When Sen. Dianne Feinstein beseeched Kavanaugh to call for an FBI Investigation, if only as a formality to clear his name, Kavanaugh did not wait for her to finish and then talked over her for most of her allotted five minutes. The exchanges were often indecipherable as a result.
None of this is surprising, exactly. Ford and Kavanaugh, both in their fifties, were raised in the same white, privileged, upper-class suburb of Washington, D.C., no doubt indoctrinated in the same country club etiquette. Like many of us, they absorbed their gender roles at a young age.
What makes the dynamic striking is that it worked. At at time when Americans are engaged in a pitched national debate about abusive gender dynamics and sexual harassment and whether the United States has evolved since the days when Anita Hill challenged now-Justice Clarence Thomas, it was clear Thursday how powerful traditional gender roles remain.

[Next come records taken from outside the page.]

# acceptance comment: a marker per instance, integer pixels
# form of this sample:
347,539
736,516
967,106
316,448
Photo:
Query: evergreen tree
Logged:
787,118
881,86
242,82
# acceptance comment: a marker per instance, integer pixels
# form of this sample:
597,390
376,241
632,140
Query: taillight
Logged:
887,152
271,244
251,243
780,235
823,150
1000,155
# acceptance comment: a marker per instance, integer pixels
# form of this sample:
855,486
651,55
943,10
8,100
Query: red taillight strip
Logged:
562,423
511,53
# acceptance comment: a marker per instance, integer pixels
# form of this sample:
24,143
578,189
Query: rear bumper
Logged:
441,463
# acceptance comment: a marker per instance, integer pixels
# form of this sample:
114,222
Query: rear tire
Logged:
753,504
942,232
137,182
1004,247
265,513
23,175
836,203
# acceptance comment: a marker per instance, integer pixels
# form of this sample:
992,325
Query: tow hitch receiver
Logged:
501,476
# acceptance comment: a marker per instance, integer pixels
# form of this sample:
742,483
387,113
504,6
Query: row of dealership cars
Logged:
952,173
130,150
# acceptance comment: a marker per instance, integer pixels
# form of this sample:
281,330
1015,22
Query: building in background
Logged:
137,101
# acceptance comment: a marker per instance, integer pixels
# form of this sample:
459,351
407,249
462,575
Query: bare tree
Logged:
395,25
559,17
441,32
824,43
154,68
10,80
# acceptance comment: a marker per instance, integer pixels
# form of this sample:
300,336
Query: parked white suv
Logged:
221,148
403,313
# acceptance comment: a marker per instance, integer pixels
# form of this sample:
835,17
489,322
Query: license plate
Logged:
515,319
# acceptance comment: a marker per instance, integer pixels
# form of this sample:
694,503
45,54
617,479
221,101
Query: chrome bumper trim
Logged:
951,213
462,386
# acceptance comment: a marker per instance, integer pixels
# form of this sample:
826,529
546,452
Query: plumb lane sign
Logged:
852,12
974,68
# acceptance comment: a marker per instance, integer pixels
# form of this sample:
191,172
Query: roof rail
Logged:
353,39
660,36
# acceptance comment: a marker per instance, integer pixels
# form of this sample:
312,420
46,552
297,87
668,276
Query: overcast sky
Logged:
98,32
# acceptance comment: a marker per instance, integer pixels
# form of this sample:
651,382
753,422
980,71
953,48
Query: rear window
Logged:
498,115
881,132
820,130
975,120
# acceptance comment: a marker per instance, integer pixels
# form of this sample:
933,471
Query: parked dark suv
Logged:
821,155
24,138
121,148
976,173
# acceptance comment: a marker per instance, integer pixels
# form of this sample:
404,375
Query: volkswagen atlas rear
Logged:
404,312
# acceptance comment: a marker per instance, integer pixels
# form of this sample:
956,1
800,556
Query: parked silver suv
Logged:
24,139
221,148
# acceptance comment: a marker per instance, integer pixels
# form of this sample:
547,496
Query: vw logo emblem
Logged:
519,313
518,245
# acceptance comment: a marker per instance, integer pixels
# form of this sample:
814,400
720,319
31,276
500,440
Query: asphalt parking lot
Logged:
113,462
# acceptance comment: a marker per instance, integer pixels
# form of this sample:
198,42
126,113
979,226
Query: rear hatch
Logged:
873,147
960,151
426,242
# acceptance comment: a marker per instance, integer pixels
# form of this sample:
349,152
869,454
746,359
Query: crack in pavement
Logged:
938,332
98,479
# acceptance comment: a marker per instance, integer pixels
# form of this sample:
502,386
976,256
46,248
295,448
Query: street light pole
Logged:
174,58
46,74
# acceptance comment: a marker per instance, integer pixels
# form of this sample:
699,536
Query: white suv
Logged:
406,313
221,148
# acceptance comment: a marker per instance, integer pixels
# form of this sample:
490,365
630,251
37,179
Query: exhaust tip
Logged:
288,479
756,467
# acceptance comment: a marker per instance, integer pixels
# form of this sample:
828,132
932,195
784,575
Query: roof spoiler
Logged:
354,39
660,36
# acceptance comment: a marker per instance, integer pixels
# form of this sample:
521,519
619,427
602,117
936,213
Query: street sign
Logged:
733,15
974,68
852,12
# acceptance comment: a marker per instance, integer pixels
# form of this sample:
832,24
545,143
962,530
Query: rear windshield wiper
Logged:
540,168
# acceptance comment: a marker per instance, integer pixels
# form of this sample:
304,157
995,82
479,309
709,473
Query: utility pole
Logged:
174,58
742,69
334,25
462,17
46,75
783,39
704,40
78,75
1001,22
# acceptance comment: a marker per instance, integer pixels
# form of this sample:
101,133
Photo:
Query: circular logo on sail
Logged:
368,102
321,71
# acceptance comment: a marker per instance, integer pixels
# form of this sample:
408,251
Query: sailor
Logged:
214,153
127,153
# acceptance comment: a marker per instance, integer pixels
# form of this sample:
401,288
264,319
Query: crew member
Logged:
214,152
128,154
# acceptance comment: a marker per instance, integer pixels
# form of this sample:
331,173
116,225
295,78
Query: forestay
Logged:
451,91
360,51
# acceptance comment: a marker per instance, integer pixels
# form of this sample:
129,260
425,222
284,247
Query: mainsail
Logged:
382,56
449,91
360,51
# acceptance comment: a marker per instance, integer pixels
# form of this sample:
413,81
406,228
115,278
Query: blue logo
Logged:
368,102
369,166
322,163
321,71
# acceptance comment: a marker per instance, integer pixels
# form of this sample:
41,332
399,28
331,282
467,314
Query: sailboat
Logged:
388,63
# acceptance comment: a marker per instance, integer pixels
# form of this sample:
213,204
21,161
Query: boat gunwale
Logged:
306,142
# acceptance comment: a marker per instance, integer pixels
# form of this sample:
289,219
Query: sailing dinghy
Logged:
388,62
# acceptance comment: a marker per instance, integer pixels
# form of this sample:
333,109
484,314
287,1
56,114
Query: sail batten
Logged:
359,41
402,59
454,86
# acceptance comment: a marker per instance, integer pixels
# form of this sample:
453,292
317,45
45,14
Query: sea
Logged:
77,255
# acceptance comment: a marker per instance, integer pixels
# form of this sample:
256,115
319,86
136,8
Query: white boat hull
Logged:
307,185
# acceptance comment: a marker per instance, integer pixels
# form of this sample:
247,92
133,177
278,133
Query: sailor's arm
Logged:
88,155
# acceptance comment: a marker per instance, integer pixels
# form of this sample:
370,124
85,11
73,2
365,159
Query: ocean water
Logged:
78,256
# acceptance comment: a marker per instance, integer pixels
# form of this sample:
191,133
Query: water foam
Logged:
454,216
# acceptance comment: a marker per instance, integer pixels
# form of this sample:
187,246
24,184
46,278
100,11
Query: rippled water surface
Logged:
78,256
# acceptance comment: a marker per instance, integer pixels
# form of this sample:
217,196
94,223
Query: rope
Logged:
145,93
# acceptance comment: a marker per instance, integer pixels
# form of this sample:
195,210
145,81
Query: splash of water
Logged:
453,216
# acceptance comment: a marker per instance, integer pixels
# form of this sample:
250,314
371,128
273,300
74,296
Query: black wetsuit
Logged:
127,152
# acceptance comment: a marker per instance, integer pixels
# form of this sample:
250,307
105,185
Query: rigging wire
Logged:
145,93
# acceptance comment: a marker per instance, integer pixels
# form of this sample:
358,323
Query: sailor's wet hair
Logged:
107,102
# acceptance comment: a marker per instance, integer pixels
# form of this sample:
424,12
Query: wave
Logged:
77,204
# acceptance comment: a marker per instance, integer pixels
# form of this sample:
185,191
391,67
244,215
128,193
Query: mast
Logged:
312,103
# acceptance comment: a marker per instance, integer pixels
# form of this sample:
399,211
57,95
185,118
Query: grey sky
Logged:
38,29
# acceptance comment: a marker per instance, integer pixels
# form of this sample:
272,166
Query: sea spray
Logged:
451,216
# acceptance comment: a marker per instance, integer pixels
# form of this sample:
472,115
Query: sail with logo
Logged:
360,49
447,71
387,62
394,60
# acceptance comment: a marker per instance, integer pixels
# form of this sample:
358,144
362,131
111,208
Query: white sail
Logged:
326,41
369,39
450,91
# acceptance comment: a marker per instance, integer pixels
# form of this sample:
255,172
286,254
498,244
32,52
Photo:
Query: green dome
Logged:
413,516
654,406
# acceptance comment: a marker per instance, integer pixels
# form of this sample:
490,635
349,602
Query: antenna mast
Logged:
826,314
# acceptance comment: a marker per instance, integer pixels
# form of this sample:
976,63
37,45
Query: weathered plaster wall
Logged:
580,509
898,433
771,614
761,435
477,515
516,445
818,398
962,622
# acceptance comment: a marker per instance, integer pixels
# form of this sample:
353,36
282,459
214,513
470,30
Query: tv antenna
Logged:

One of the reasons Ford’s testimony was so effective, so convincing to a great deal of the American public, is because she did not require anyone to be inconvenienced in any other way. She could not be accused of being “shrill.” She never overstepped. She at no point stomped her feet or demanded her due or spoke out of turn or rolled her eyes. She never did anything that would make a man uncomfortable. She was at all times, perfectly, heartbreakingly nice.
Kavanaugh’s testimony was effective for a parallel reason. To many Americans, and especially Republican politicians — the group that will determine his fate — he came off as a a good, old-school American man standing up for himself in the way that any man would. He evoked football repeatedly. He talked about lifting weights. He rattled off Red Sox players by name. He joked about drinking beer with his pals. He was furious and offended at how he’d been treated and the subtext was, unflinchingly, that he had the right to be. Kavanaugh seized his cultural mantle: unapologetic, loud, the most powerful man in the room.
It’s instructive, perhaps, to imagine today’s proceedings had each of the witnesses played the opposite role. What if Ford had been righteously indignant about having been attacked? What if she’d allowed herself to be furious — truly seething — that a couple of high school boys had behaved in a way that saddled her with decades of trauma? What if she had been shaking, red-faced with rage at a culture that would allow something like that to happen to someone like her? How do you think the public would have responded to that?
The same is true of Kavanaugh. What if he had delivered, a calm, patient, measured testimony. Would he have appeared weak, even contrite? If he had been deferential to his interrogators, would he have appeared guilty? Would President Donald Trump have applauded his testimony as “powerful, honest, and riveting”?
While there’s a good argument to be made that the United States is changing, that the #MeToo movement and other events have unleashed a powerful reckoning, that we are in the process of coming to terms with the sexism that pervades so many American lives. But the Senate hearings Thursday showed that traditional gender norms remain an equally powerful force.
And so long as women and men must fulfill certain roles, to check off traditional boxes to be heard and appreciated, progress will, at best, be meek.